No resulta imprescindible invocar la fe en Jesucristo para defender la vida humana frágil o terminal. Hay una ética y una buena praxis médica inspiradas en razones de simple humanidad. Pero a la vez está claro que la común pertenencia a la especie homo sapiens no basta para excluir cálculos utilitaristas. ¿Qué nos impedirá eliminar a ancianos improductivos o a jóvenes y niños discapaces? La fraternidad humana universal tiene sentido si se basa en una filiación compartida. La dignidad humana solo puede aspirar a un valor absoluto si el hombre es imagen o reflejo del Absoluto, hijo de Dios.
En nuestro mundo se observan tendencias contradictorias, auténticas paradojas. La conciencia de la dignidad humana y del carácter único de la persona convive con la reaparición de la ley del más fuerte. Los poderosos se imponen sin misericordia y eliminan a los débiles. Y, de paso, se hace negocio con la operación: una de las dos empresas suizas que ofrecen el "servicio" de la eutanasia arrojaba los cadáveres al lago de Zurich, para ahorrarse los gastos de incineración.

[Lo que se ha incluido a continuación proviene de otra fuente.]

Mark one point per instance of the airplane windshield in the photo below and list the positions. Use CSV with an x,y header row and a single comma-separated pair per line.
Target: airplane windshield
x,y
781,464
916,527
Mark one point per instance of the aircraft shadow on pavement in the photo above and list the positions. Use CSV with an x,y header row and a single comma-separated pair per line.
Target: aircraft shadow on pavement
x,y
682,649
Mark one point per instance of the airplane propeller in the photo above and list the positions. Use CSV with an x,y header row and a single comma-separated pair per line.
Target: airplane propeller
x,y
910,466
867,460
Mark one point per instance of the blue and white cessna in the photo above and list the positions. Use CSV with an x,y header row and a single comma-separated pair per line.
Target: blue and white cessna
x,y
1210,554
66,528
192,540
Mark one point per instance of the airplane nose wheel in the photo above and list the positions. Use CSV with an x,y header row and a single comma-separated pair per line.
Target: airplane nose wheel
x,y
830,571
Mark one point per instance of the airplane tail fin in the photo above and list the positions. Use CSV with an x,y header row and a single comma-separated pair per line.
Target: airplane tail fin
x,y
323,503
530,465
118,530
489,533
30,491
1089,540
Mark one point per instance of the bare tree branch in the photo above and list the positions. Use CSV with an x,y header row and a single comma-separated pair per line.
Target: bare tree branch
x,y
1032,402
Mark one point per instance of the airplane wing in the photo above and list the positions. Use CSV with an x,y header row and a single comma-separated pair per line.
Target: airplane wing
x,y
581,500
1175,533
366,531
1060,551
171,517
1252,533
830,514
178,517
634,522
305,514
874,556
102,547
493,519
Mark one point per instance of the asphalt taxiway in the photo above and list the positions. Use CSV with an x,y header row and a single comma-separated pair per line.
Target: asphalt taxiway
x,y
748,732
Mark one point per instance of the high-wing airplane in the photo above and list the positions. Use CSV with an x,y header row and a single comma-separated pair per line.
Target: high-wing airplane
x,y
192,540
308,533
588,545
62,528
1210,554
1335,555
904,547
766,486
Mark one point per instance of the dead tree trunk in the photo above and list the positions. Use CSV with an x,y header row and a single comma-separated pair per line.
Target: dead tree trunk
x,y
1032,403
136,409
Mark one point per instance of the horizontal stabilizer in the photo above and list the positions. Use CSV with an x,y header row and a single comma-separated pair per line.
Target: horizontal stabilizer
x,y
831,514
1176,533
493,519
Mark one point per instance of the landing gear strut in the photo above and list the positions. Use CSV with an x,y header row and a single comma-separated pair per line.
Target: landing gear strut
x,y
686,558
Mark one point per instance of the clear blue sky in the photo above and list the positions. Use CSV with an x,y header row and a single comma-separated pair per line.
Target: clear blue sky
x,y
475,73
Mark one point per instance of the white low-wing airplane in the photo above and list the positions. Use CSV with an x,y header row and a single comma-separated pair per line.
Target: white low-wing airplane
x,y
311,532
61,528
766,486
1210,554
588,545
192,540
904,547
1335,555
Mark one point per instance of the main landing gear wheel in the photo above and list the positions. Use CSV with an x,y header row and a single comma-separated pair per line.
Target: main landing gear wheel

A la vez que en nuestro país se extiende la alarma por el abandono y la mortalidad de los mayores a manos de la Covid-19, el Gobierno tramita por la vía de urgencia −sin debate social− la ley de eutanasia. Estaba llamada a ser la primera ley del Gobierno Sánchez (¿cómo se explica esa prisa?). La pandemia trastocó esos planes y parece que ahora el Gobierno quiere recuperar a toda costa el tiempo perdido. El neopaganismo convive con (¿los últimos?) rastros de cultura cristiana, en una sorprendente mezcla. ¿Queremos ir realmente en esa dirección? Sería bueno escuchar el consejo de Heinrich Böll e intentar imaginar cómo acabaría siendo el mundo sin Dios.